老豆と萬屋・後
悠々閑々2
「そういえば連合道の店の叉焼屋さんってどうなったの。5回捕まった人」
「あら、樹くんどうして知ってるんだい?」
「猫がゆってた」
「あちゃー!5回は聞かなかったことにしておいてくれないか!‘カッコ悪い’って本人がボヤいてたから」
「わかった」
「えっとね、まだ叉焼売ってるよ、黃大仙で。九龍城で造られた物は安いからよくハケるんだよねぇ。質だって悪くないし。西城路の毛さんが縫製してるシャツなんか、何年もずっと大埔で売り上げナンバーワンだって!すごいよね!」
話しているうちに補修──とも呼べないレベルだが大目に見てくれ。専門業者に頼まないと根本的にはどうしようもない──を終え、またまた次の箇所へ。陳が哎呀だの哎哟だの零して腰を叩いている、作業中の樹をずっと見上げていて痛めた様子。ご老体。
「見てなくてもいいのに」
「だって、頼むだけ頼んでそっぽ向いてる訳にもいかないじゃないか」
「別にそれはいいよ。でも腰痛はよくない」
「優しいねぇ樹くんは」
陳がクフクフ笑う。そのデコに、どこかから水が垂れてきた。ピチョンと跳ねる水とウヒャアと跳ねる陳。樹は驚いたご老体がひっくり返らないように腕を支え頭上を仰いだ。ポタポタ落ちる水滴、壁に目をやるとジャバジャバと水が伝って流れている。
「すごいね、水漏れ」
「排水管が割れちゃったのかな。これも城砦福利に修繕頼まなきゃ」
言いながら破損部分を探す陳だが、どうやら見えないところ…建物と建物の隙間、奥の奥らしい。手が届けばその場しのぎの処置をしようかと樹は考えるも、流石にちょっと厳しそうだ。

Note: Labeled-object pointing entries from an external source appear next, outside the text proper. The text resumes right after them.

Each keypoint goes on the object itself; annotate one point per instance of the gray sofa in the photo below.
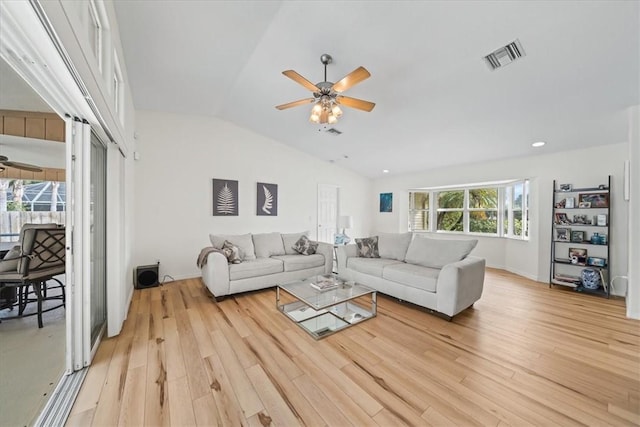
(267, 259)
(437, 274)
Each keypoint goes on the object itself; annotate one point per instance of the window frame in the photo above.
(504, 209)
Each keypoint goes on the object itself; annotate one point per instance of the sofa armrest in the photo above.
(460, 285)
(343, 252)
(215, 274)
(326, 249)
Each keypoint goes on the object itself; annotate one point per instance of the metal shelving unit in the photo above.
(578, 241)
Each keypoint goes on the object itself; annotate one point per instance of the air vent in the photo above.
(505, 55)
(333, 131)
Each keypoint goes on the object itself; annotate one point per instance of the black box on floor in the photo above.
(146, 276)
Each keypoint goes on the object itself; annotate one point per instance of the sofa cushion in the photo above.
(268, 244)
(244, 242)
(231, 252)
(412, 275)
(372, 266)
(304, 246)
(368, 247)
(256, 267)
(290, 239)
(393, 245)
(436, 253)
(297, 262)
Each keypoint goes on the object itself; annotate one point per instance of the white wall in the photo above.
(179, 157)
(582, 168)
(633, 297)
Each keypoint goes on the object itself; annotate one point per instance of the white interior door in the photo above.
(327, 212)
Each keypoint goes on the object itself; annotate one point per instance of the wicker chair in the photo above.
(32, 265)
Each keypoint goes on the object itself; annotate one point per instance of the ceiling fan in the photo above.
(4, 161)
(327, 95)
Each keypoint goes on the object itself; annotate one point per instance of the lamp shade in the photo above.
(345, 221)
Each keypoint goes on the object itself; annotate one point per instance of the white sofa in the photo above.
(437, 274)
(267, 259)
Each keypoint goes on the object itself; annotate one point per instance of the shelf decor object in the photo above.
(580, 238)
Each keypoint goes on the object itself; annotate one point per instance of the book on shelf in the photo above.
(567, 278)
(325, 283)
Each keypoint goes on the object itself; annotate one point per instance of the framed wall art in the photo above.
(386, 202)
(225, 197)
(267, 199)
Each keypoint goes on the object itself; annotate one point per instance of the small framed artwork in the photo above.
(225, 197)
(569, 202)
(577, 236)
(562, 218)
(578, 256)
(386, 202)
(596, 262)
(266, 199)
(563, 234)
(596, 200)
(581, 219)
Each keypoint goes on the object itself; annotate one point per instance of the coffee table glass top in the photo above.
(324, 312)
(303, 291)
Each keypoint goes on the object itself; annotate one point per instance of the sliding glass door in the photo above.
(98, 234)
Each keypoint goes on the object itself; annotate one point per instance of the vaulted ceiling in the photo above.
(438, 103)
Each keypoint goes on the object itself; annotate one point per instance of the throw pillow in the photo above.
(232, 252)
(304, 246)
(368, 247)
(393, 245)
(290, 239)
(244, 243)
(8, 264)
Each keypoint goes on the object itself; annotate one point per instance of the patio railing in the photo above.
(11, 222)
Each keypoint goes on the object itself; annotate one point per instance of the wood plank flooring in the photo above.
(524, 355)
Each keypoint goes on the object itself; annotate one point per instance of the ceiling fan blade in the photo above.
(301, 80)
(295, 103)
(23, 166)
(359, 104)
(351, 79)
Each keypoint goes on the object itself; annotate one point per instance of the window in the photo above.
(418, 211)
(95, 33)
(496, 209)
(483, 210)
(450, 211)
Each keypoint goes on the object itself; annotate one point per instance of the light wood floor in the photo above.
(523, 355)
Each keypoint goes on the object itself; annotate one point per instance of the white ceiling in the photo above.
(438, 103)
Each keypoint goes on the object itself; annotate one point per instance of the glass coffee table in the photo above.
(322, 313)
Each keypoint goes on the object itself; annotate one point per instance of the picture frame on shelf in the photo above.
(563, 234)
(562, 218)
(597, 200)
(581, 219)
(596, 261)
(577, 236)
(569, 202)
(578, 256)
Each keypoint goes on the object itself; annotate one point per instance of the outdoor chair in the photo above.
(32, 264)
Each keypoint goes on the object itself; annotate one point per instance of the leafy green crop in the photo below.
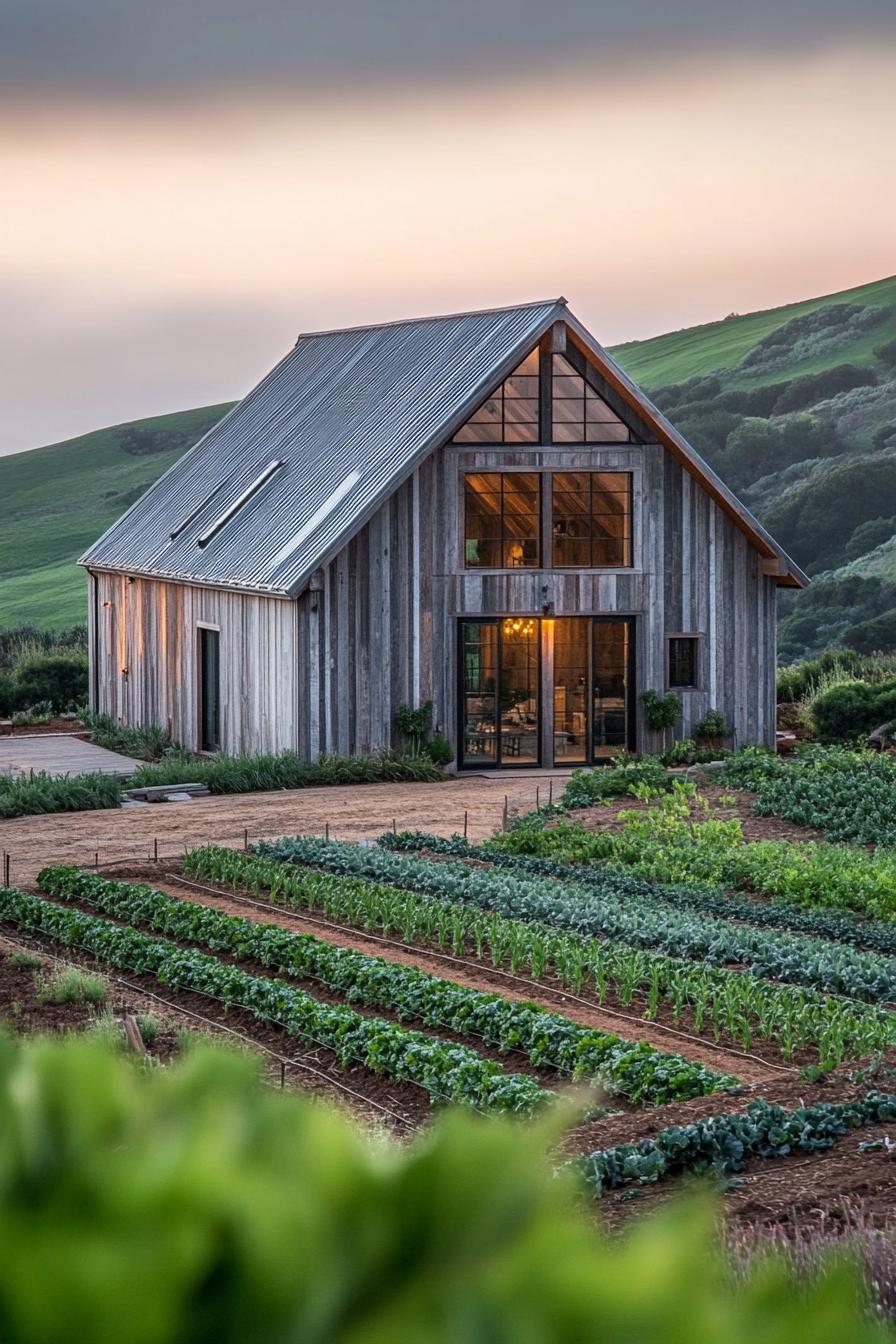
(606, 913)
(191, 1206)
(636, 1071)
(848, 794)
(446, 1071)
(875, 934)
(20, 797)
(726, 1143)
(724, 1003)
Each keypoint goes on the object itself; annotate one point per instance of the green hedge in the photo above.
(735, 1004)
(288, 770)
(23, 797)
(448, 1071)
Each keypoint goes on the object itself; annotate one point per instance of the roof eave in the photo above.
(789, 573)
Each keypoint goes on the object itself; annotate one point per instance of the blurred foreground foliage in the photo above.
(191, 1204)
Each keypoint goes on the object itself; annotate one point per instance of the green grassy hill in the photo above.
(55, 500)
(795, 407)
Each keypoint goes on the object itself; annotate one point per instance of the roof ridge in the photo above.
(434, 317)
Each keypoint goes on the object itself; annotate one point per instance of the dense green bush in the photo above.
(814, 387)
(147, 743)
(23, 797)
(820, 516)
(875, 636)
(853, 708)
(869, 535)
(61, 678)
(445, 1070)
(614, 781)
(286, 770)
(26, 641)
(848, 794)
(190, 1206)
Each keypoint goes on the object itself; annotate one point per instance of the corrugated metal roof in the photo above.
(329, 433)
(348, 413)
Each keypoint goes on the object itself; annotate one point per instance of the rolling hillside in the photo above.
(794, 406)
(55, 500)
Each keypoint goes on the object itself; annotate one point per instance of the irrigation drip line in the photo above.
(273, 1022)
(218, 1026)
(490, 971)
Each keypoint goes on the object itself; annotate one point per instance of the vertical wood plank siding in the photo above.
(148, 660)
(378, 626)
(402, 586)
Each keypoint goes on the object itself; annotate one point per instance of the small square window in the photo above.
(683, 661)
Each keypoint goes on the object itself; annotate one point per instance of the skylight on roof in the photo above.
(204, 538)
(317, 518)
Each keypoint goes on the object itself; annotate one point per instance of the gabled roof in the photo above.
(296, 468)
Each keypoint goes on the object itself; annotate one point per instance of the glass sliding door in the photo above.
(208, 690)
(478, 692)
(571, 675)
(519, 660)
(500, 692)
(611, 688)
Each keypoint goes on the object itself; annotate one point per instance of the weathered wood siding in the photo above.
(380, 628)
(147, 660)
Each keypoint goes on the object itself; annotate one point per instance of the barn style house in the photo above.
(481, 511)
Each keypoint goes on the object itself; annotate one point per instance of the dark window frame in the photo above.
(628, 563)
(695, 639)
(543, 421)
(504, 540)
(207, 640)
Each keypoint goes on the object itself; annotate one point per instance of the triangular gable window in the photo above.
(578, 414)
(511, 414)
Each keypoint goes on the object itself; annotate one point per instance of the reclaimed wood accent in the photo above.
(148, 661)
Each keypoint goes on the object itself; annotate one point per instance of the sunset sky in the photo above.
(187, 184)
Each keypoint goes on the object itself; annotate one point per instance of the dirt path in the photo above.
(351, 812)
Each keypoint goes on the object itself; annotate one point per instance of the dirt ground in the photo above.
(478, 975)
(352, 812)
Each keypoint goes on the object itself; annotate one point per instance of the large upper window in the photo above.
(511, 415)
(501, 520)
(591, 519)
(579, 414)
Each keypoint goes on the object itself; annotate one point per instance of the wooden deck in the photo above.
(59, 754)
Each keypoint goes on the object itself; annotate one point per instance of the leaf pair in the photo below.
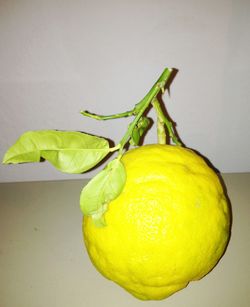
(74, 152)
(68, 151)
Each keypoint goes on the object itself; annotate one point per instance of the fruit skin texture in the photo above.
(169, 226)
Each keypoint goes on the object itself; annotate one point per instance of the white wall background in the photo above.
(58, 57)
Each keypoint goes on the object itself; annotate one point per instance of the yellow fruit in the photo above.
(169, 226)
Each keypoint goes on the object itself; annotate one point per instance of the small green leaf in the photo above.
(135, 136)
(102, 189)
(68, 151)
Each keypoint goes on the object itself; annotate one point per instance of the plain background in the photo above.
(59, 57)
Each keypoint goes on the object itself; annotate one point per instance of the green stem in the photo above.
(144, 103)
(163, 120)
(107, 117)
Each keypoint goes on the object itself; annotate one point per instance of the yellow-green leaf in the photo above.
(68, 151)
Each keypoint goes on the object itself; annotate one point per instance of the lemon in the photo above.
(169, 226)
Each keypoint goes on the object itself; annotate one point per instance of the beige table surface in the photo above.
(43, 262)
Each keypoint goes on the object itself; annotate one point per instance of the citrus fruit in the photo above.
(169, 226)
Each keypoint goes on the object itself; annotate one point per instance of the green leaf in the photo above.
(102, 189)
(68, 151)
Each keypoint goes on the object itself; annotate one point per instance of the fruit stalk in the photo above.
(144, 103)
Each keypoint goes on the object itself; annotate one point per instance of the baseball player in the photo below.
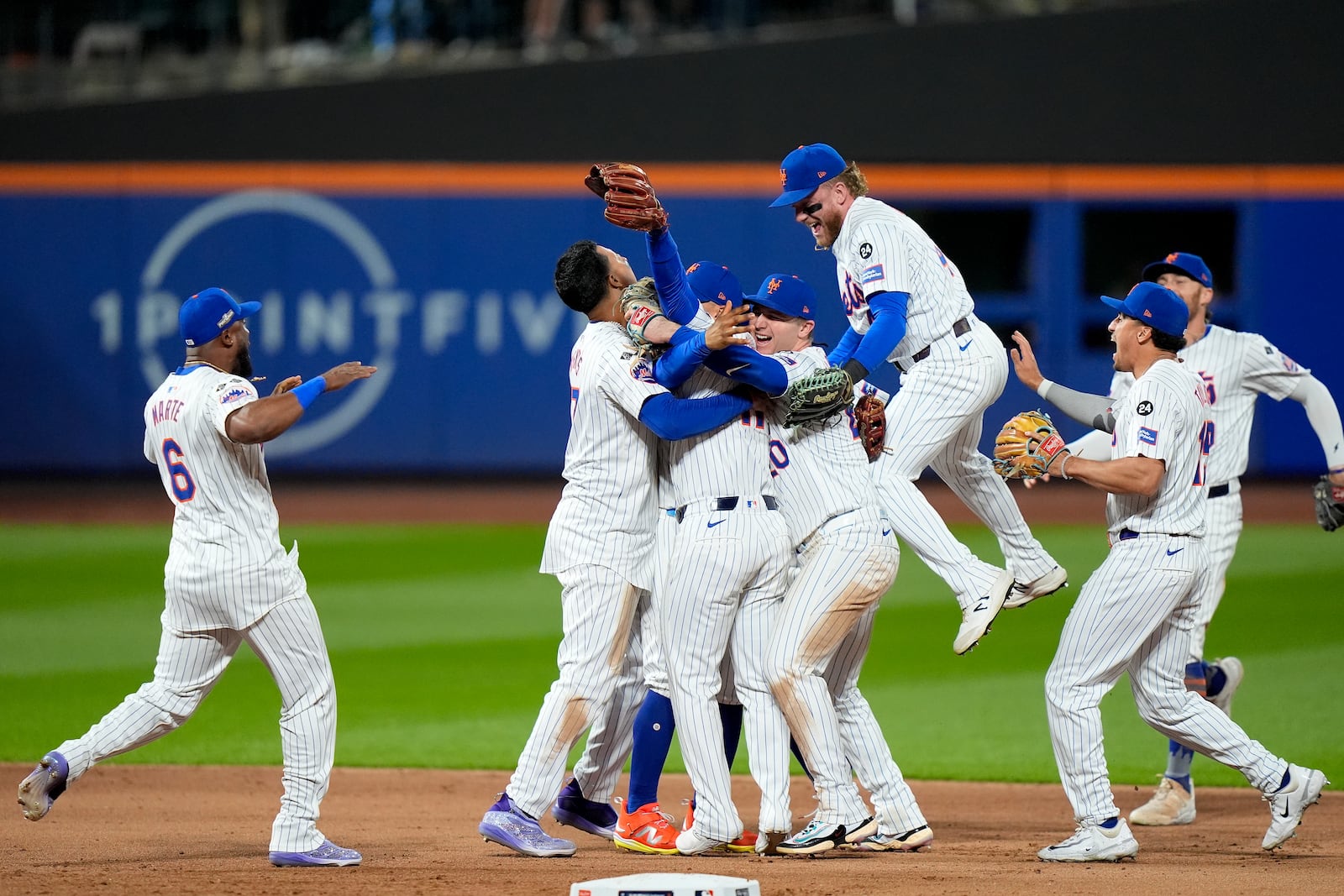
(835, 546)
(907, 304)
(1236, 369)
(228, 579)
(643, 826)
(847, 559)
(600, 542)
(1137, 611)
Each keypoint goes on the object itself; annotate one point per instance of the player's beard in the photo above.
(830, 231)
(242, 363)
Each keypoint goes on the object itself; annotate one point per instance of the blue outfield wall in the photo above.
(452, 298)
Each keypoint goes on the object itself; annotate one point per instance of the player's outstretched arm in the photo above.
(1085, 407)
(264, 419)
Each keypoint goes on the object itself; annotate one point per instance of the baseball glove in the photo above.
(1026, 446)
(817, 396)
(628, 194)
(1330, 504)
(870, 417)
(640, 307)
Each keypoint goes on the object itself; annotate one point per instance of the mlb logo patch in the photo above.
(643, 369)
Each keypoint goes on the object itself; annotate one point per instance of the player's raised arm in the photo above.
(1085, 407)
(264, 419)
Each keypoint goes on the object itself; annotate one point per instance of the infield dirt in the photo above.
(156, 829)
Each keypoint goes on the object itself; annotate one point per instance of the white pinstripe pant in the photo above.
(936, 419)
(597, 654)
(844, 570)
(289, 641)
(1135, 614)
(723, 590)
(1223, 530)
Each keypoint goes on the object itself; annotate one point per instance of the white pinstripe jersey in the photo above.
(226, 567)
(1163, 417)
(1236, 369)
(880, 250)
(820, 469)
(726, 461)
(606, 511)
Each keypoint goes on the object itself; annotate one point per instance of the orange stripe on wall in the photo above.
(727, 179)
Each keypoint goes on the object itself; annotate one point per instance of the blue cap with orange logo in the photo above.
(1153, 305)
(804, 170)
(786, 295)
(208, 313)
(1184, 264)
(712, 282)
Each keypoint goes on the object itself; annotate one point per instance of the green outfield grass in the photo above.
(444, 644)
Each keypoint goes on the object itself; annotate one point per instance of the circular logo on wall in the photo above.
(349, 233)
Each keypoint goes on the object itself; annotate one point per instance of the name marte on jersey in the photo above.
(165, 411)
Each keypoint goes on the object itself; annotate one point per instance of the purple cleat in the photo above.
(507, 825)
(40, 789)
(588, 815)
(328, 855)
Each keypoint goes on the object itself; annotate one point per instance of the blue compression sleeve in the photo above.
(675, 365)
(844, 348)
(730, 714)
(676, 418)
(889, 328)
(654, 727)
(675, 295)
(745, 364)
(308, 392)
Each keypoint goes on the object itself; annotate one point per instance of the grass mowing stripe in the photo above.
(444, 644)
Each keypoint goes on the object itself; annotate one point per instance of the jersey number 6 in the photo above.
(183, 486)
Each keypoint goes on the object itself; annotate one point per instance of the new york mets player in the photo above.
(600, 542)
(1136, 613)
(907, 304)
(1236, 369)
(847, 559)
(725, 584)
(228, 579)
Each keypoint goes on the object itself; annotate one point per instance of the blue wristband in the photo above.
(308, 391)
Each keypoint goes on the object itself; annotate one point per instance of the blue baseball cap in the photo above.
(712, 282)
(208, 313)
(1155, 305)
(788, 295)
(804, 170)
(1184, 264)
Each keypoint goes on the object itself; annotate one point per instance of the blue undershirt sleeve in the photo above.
(675, 295)
(676, 418)
(676, 364)
(844, 348)
(887, 329)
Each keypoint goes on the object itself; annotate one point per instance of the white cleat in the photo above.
(1169, 805)
(1093, 844)
(1023, 594)
(1287, 806)
(978, 617)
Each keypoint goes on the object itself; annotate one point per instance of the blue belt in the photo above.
(958, 328)
(732, 504)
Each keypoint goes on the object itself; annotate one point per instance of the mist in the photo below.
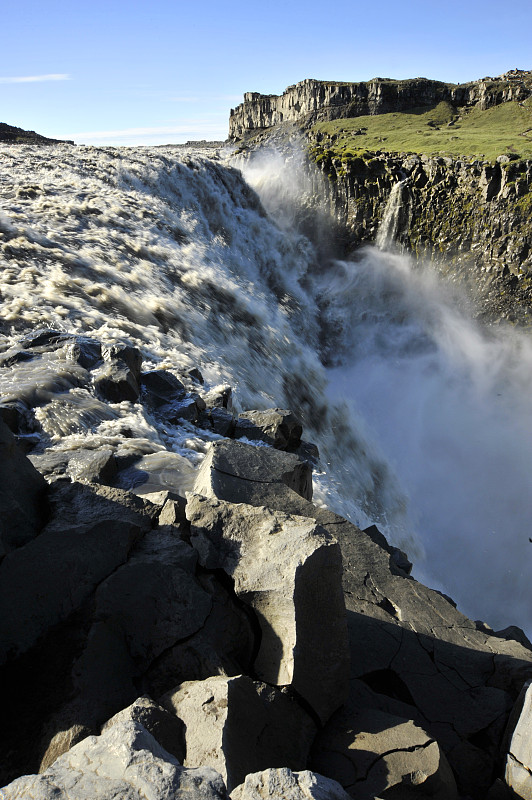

「けどさ。水漏れするってことは、水が充分行き渡ってるってことだから」
少し感慨深げな陳。今は城砦内の至る所に飲食店が増えたが、昔は龍津道あたりに集中していたらしい。そこだけ九龍城において唯一キレイな水道があったからだとか。
「私の幼い頃はさ…富裕層地域も中流階級もどこでも、今よりもっと荒れてたよ。綺麗に棲み分けされるようになったのは良いことだよね。生活の基盤だって整って、貧富の差はあれどどうにか暮らしていける。格差なんぞは九龍でなくともあるだろう?治安の悪さに政府はイイ顔しちゃいないが…」
本日ラストの現場。腰痛を押して、懲りずに樹を見上げている陳が笑う。
「誰でも受け入れてくれて、出て行くならば足も引かない。九龍城砦は素敵な場所だと私は思うな」
自由が過ぎると言われれば反論は出来ないけどね、とイタズラに舌を出した。テヘペロ。どうも歳の割に仕草がお茶目である。‘俺もそう思う’と樹が答えれば陳はニパッと満面の笑み。樹の脳裏に十と尾が過った。一切どこも、なにも、ひとつも似てはいないが。
「出来た。おしまい」
「わー!!」
任務完了し服の埃を払う樹に拍手を送る陳。バイト代だと差し出された封筒を樹は1度受け取り、それからやっぱり陳に返して‘これで蓮の店で夕飯を食べよう’と提案。
「駄目駄目駄目!それは駄目、このお金は樹くんの!ご飯はご飯で私が奢るから」
「駄目だよ、俺いっぱい食べるし」
「でも駄目!バイト代はバイト代!」
‘駄目’ラッシュの片手間、樹は東に微信を打った。蓮の食肆で食事をする旨を伝えれば、‘早くおいで’との返信。東は既に厨房。なんだ、だったら話は簡単。
「東が食肆に居るから大丈夫。今キッチン手伝ってるみたい」
「えっ、大丈夫って?」
「お会計」
「東くんに払ってもらうってこと?」
「うん」
「わぁ、それも駄目だよ!東くん可哀想じゃないか!」
「駄目なの?」
「だってそりゃあ…いや、けど、東くんは樹くんの保護者なのか」
「ん?んー、うん」
「でもとにかく今日は私が出すから!ね!」
譲らない陳へ樹は了解しツラツラと思案。
俺にとって東は保護者…なのか?親というわけでもないが兄というわけでもないな。家族は家族だが。保護…保護、とは?有事の際は俺が保護るけど。普段は世話焼いてもらってるもんな、持ちつ持たれつか。結局保護者なのか。というか───考えてたらお腹が減ってきた。エネルギーを多大消費、バッテリー残量わずかです。メーデー。
キャピキャピとお喋りを続けている陳へ耳を傾けつつ、注文するメニューをフワフワと頭に思い浮かべながら、樹は薄明の城砦をのんびりと歩いた。